O artista visual, curador, educador e arteterapeuta Renan Reis inaugura nesta sexta-feira (10) a exposição 'Cartografias do Atravessamento', em Campo Grande. Em sua primeira exposição individual, o artista propõe um inventário sensível de sua produção, materializado em um conjunto de trabalhos que cruzam e tensionam diferentes mídias, suportes e texturas ao longo dos últimos anos.

A exposição revela um pouco da trajetória da pesquisa de Renan, que passou pelo grafismo pop em 2013, durante sua formação universitária, até o bordado artesanal, por volta de 2019, caminhos que colidiram em 2021, na série 'Afloramento'. 
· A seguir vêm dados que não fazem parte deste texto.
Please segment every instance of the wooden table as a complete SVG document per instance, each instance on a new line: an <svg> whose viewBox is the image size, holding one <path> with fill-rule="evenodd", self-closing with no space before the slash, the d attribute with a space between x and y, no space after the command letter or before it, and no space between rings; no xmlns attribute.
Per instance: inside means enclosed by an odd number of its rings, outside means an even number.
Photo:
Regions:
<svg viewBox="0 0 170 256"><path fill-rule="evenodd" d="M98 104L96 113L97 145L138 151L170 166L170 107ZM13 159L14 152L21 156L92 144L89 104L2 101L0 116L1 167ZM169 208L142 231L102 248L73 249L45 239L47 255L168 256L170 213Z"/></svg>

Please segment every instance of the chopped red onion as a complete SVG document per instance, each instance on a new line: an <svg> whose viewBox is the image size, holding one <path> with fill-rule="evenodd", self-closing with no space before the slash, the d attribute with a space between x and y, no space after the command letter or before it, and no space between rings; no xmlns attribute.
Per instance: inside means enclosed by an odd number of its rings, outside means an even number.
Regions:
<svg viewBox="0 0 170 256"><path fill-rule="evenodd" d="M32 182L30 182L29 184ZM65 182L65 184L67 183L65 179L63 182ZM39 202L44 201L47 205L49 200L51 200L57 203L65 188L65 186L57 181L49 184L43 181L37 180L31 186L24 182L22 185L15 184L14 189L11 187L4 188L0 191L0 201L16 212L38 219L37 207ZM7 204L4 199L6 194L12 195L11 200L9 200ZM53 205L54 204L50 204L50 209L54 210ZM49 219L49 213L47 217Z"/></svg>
A organização da mostra ocorre como um território de contrastes e encontros poéticos. Na primeira sala, o público testemunha um embate de linguagens: de um lado, "Galáctica Oráculo" apresenta impressões de imagens geradas por Inteligência Artificial. Através de prompts que simulam as pinturas criadas pelo artista em 2013, o trabalho investiga as relações sociais estabelecidas com a tecnologia, encarando as IAs como os novos oráculos contemporâneos. No extremo oposto, a colcha de retalhos "Os Rios que Atravessam meu Coração" resgata a dimensão do fazer manual e coletivo.
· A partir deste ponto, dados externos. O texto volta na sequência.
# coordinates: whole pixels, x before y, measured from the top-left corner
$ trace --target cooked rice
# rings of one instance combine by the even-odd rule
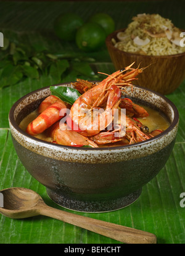
[[[133,20],[125,31],[118,35],[121,41],[113,41],[115,47],[125,52],[142,55],[171,55],[185,52],[185,47],[176,45],[171,41],[175,38],[179,43],[182,38],[179,36],[181,31],[175,27],[169,19],[158,14],[143,14],[133,17]],[[168,39],[166,30],[173,33],[171,38]],[[138,45],[133,41],[136,36],[139,36],[139,39],[147,39],[149,42],[145,45]]]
No centro geográfico desse espaço, a distância entre espectador e obra é abolida pela instalação "Alógeno - Peça (me ensine algo)". O trabalho faz alusão direta à performance "Alógeno" (2017), na qual o artista investigava processos de enclausuramento, inércia e movimentos psíquicos através de um corpo envolto em papel filme e fita adesiva. Na instalação atual, esses materiais de proteção dão forma a um grande coração de plástico bolha e fita adesiva. O público é convidado a recobrir o órgão com fita crepe vermelha, testemunhando física e simbolicamente como o atravessamento do outro é inevitável para que se possa cruzar em direção ao próximo núcleo da galeria.
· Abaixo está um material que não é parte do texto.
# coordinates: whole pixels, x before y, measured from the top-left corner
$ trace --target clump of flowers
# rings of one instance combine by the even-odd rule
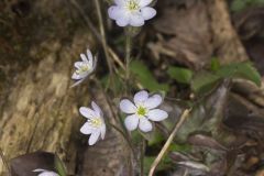
[[[96,68],[97,58],[95,58],[89,50],[87,50],[87,55],[80,54],[81,62],[76,62],[76,70],[72,78],[77,80],[72,87],[75,87],[82,82]]]
[[[80,132],[84,134],[90,134],[89,139],[89,145],[94,145],[98,139],[101,136],[101,139],[105,139],[106,135],[106,123],[103,120],[103,113],[96,105],[96,102],[91,102],[90,108],[81,107],[79,109],[79,112],[87,118],[87,122],[81,127]]]
[[[57,173],[43,169],[43,168],[37,168],[33,170],[34,173],[40,173],[37,176],[59,176]]]
[[[147,7],[152,0],[114,0],[114,6],[108,9],[110,19],[119,26],[142,26],[146,20],[156,15],[156,10]]]
[[[157,109],[162,102],[161,95],[150,96],[145,90],[136,92],[133,102],[121,100],[121,111],[129,114],[124,120],[125,128],[133,131],[139,127],[141,131],[150,132],[153,129],[151,121],[162,121],[168,117],[166,111]]]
A segunda sala conduz a um ambiente de recolhimento e sacralização. O destaque fica para as monumentais ilustrações da série "Cabeça Coração", impressas sobre a superfície nobre do veludo. As imagens evocam os padrões da azulejaria tradicional — em uma sutil reverência à pesquisa histórica de Adriana Varejão —, mas operam por uma inversão poética: o suporte de veludo aquece visualmente a imagem, transmutando a rigidez e a frieza originais do azulejo na pulsação orgânica da carne.

Neste mesmo ambiente, a série de pinturas "Origem" apresenta o coração em múltiplos contextos. Como bem define o crítico de arte Oscar D’Ambrosio, as criações de Renan Reis ganham contornos de "altar, entendido como um local em que o sagrado se manifesta, seja enquanto reduto daquilo que se considera beleza ou do que permite uma comunhão com algum tipo de divindade, não aquelas longínquas (...), mas o cotidiano". Para D'Ambrosio, a série funciona como um "útero de ideias e de conceitos a serem gradativamente desvendados por cada observador".

Completam a última estação as aquarelas de corações ciclopes da série "Sete Chaves" e uma enigmática escultura em madeira de 15 cm com cabeça de ampulheta, que tenciona os limites morais e os segredos do desejo humano. A exposição deixa lacunas propositais entre suas composições, criando campos abertos para que o visitante preencha os vazios e estenda as possibilidades de sua própria apreensão.

A exposição 'Cartografias do Atravessamento' será realizada no dia 10 de julho, das 18h às 21h, na Casa de Cultura, em Campo Grande. O período de visitação vai até o dia 21 de agosto.